Ask HN: Distributed Bug Tracking - Why? - damoncali

I keep coming across people who would like a bug tracker that works like git - distributed bug tracking. I'm having a tough time getting them to explain why that would be better than a standard web app. What is the use case?<p>Anyone have any thoughts?
======
madhouse
It would have the same advantage as distributed source control: it's
distributed.

It works offline, meaning I can add bug reports, comments, change them and so
on and so forth while being offline. Or one could work on the reports and
publish a cleaned up state, without all the noise he might have generated
during triage.

That's two cases where being distributed would help.

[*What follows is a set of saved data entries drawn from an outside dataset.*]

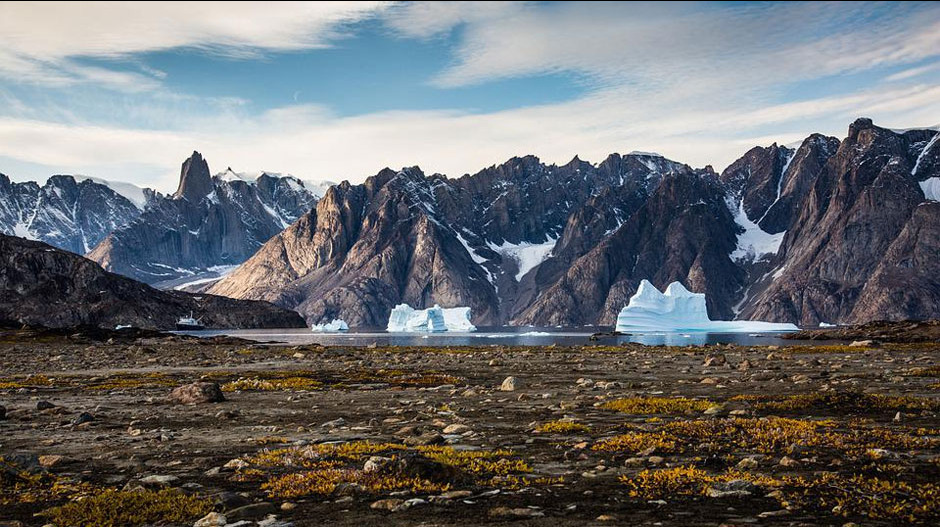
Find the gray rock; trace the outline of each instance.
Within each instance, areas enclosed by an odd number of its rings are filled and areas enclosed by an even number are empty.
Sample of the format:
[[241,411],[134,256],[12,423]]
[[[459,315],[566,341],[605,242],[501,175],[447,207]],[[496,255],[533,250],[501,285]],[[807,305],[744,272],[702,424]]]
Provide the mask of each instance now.
[[494,507],[490,509],[489,515],[492,518],[538,518],[545,516],[545,513],[525,507]]
[[504,392],[514,392],[520,388],[522,388],[522,381],[511,376],[503,379],[503,383],[499,385],[499,389]]
[[90,422],[92,422],[92,421],[94,421],[94,420],[95,420],[95,416],[91,415],[91,414],[88,413],[88,412],[82,412],[82,413],[78,414],[78,416],[76,416],[75,419],[72,419],[72,424],[73,424],[73,425],[81,425],[81,424],[85,424],[85,423],[90,423]]
[[224,527],[228,522],[227,518],[218,512],[210,512],[202,518],[196,520],[193,527]]
[[394,511],[398,509],[398,507],[400,507],[403,503],[405,503],[405,500],[398,498],[387,498],[384,500],[373,501],[372,504],[369,505],[369,508],[379,511]]
[[229,520],[252,520],[274,514],[275,512],[277,512],[277,507],[275,507],[274,504],[262,501],[260,503],[243,505],[237,509],[226,511],[225,516]]
[[390,457],[371,456],[362,466],[363,472],[381,472],[392,462]]
[[204,404],[222,402],[225,396],[217,382],[194,382],[174,388],[169,399],[177,404]]
[[166,487],[166,486],[172,485],[173,483],[176,483],[177,481],[179,481],[179,479],[180,479],[179,477],[172,476],[172,475],[153,474],[151,476],[142,477],[140,478],[139,481],[140,483],[144,485],[148,485],[148,486]]

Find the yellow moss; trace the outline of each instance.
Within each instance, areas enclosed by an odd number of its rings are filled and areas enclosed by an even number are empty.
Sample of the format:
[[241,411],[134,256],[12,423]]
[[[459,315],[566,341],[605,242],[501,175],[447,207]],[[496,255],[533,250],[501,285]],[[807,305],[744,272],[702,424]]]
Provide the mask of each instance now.
[[[374,456],[389,451],[407,450],[408,447],[399,443],[371,443],[368,441],[353,441],[338,444],[317,444],[303,447],[305,455],[319,455],[323,457],[336,457],[358,461],[367,456]],[[312,456],[311,456],[312,457]]]
[[861,456],[870,448],[928,449],[940,442],[923,430],[895,432],[879,427],[837,429],[832,421],[769,417],[673,421],[655,432],[630,432],[594,445],[595,450],[634,453],[655,447],[663,453],[688,450],[748,450],[765,454],[793,444],[824,447]]
[[290,439],[283,436],[264,436],[255,438],[255,443],[258,443],[259,445],[277,445],[290,443]]
[[314,469],[332,468],[339,465],[335,461],[320,459],[320,454],[309,447],[266,449],[253,456],[248,456],[245,461],[252,466],[263,468],[302,467]]
[[681,452],[682,447],[676,438],[665,432],[628,432],[595,443],[591,449],[599,452],[636,453],[655,449],[661,454]]
[[909,523],[940,518],[940,485],[936,483],[828,472],[812,480],[787,478],[785,484],[790,499],[839,516]]
[[635,476],[620,476],[619,479],[627,487],[629,496],[649,500],[704,495],[712,484],[739,479],[757,485],[773,483],[768,478],[747,472],[729,470],[720,474],[711,474],[691,465],[661,470],[643,470]]
[[881,395],[863,392],[824,392],[790,395],[783,399],[760,402],[760,410],[792,412],[809,408],[822,408],[836,412],[865,412],[878,410],[938,410],[940,400],[911,395]]
[[12,378],[0,379],[0,390],[18,390],[20,388],[45,388],[53,385],[52,379],[45,375],[28,375],[23,380]]
[[628,397],[607,402],[603,408],[625,414],[674,414],[702,412],[715,403],[687,397]]
[[535,431],[542,434],[582,434],[591,431],[591,427],[571,421],[549,421],[535,427]]
[[406,452],[416,453],[447,467],[447,470],[441,471],[441,478],[460,475],[458,480],[463,481],[463,476],[467,476],[468,480],[478,485],[488,485],[488,482],[498,479],[507,482],[518,479],[516,483],[529,485],[523,475],[531,472],[531,467],[524,461],[512,459],[511,453],[506,450],[460,451],[447,446],[409,449],[396,443],[364,441],[267,449],[245,458],[249,466],[239,472],[246,474],[243,481],[257,480],[262,474],[267,475],[268,481],[262,488],[271,497],[285,499],[330,494],[343,484],[354,485],[364,492],[435,492],[449,488],[449,484],[439,481],[397,473],[395,465],[389,471],[380,473],[365,473],[360,468],[360,463],[366,457],[384,455],[394,460]]
[[522,460],[509,459],[508,450],[455,450],[449,446],[419,446],[417,450],[429,459],[473,476],[505,476],[532,470]]
[[49,473],[32,474],[0,456],[0,505],[50,503],[93,491],[94,487],[89,483]]
[[272,498],[290,499],[332,494],[341,484],[355,484],[360,490],[369,493],[397,490],[429,493],[443,492],[450,488],[449,485],[441,485],[421,478],[328,468],[285,474],[264,483],[261,489]]
[[210,511],[210,500],[188,496],[174,489],[106,490],[54,507],[44,514],[59,527],[118,527],[189,523]]
[[926,368],[918,368],[911,372],[911,375],[915,377],[940,377],[940,366],[928,366]]

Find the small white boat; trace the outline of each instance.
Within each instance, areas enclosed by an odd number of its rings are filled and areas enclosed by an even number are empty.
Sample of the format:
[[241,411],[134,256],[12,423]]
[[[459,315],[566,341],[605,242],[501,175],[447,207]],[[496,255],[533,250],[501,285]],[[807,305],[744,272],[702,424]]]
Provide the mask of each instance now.
[[189,313],[188,317],[180,317],[176,321],[176,329],[180,331],[199,331],[206,329],[206,326],[202,324],[202,319],[193,318],[192,312]]

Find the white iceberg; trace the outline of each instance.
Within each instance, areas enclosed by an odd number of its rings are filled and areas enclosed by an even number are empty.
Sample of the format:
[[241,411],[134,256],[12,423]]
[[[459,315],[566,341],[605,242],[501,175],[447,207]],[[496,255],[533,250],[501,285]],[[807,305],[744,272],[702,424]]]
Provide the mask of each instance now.
[[390,332],[439,332],[476,331],[470,323],[469,307],[442,308],[434,304],[427,309],[414,309],[408,304],[398,304],[388,316]]
[[630,303],[617,315],[617,331],[621,333],[664,330],[748,333],[798,329],[793,324],[775,322],[710,320],[705,295],[692,293],[679,282],[669,284],[666,292],[661,293],[648,280],[643,280]]
[[314,324],[310,331],[314,333],[336,333],[338,331],[349,331],[349,326],[345,320],[334,318],[332,322],[326,324]]

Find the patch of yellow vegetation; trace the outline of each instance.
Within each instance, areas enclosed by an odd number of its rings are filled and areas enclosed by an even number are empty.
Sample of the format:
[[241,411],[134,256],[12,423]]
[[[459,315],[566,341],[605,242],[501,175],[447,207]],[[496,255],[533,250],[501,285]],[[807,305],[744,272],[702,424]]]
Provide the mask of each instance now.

Also, most of the current distributed bug tracker efforts tie into a
distributed VCS, which has the added advantage of the entire issue database
coming coupled with the code: one doesn't have to visit yet another web
application, doesn't have to figure out where the original bugtracker is, and
so on and so forth.

------
bobds
Having less things to manage and the advantages of distributed source control
also applied to the bug tracker.

Fossil is an interesting choice since it integrates everything in one nice
package, provides a web-based GUI and is only a single executable file that
can run on most platforms. <http://www.fossil-scm.org/>

Ikiwiki is something that you can use with SVN or Git, it basically lets a
wiki live along with your code in your repos. There's a lot of plugins for it,
so it can be more than a wiki. <http://ikiwiki.info/>

------
TimMontague
There's an article on LWN from 2008 about distributed bug tracking:
<http://lwn.net/Articles/281849/>

One advantage that it mentions is a more tight coupling with distributed
source code management systems.